Biofuel and Invasion
Bioenergy development has the potential to reduce the use of fossil energy sources, but many of the characteristics of desirable bioenergy feedstocks also are associated with invasive species. By selecting native or non-invasive feedstocks and by adopting cultivation practices that minimize the risk of escape into the environment, we can ensure that renewable fuel development will not contribute to the introduction or spread of invasive species. ELI works to achieve this goal by connecting the emerging risk assessment methods with legal analysis.
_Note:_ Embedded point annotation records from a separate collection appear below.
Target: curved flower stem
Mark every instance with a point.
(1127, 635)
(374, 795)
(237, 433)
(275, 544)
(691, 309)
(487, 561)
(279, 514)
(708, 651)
Our work provides the foundation for a nuanced discussion of how regulatory and incentive programs can most effectively achieve this goal.
- Connecting weed risk assessment and biofuel law and policy: Working with the Department of Transportation, ELI is studying how the emerging science of weed risk assessment is used in laws and policies that limit the cultivation of potentially harmful species and how incentives for bioenergy development can more effectively consider and incorporate these insights.
- Renewable Fuel Standard and invasion: EPA has proposed to approve renewable fuel pathways based on potentially invasive species under the Renewable Fuel Standard program. In comment letters to EPA and OMB, ELI has argued that EPA can and should consider invasion instead of relying on other agencies or programs to avoid providing incentives for cultivation of invasive species.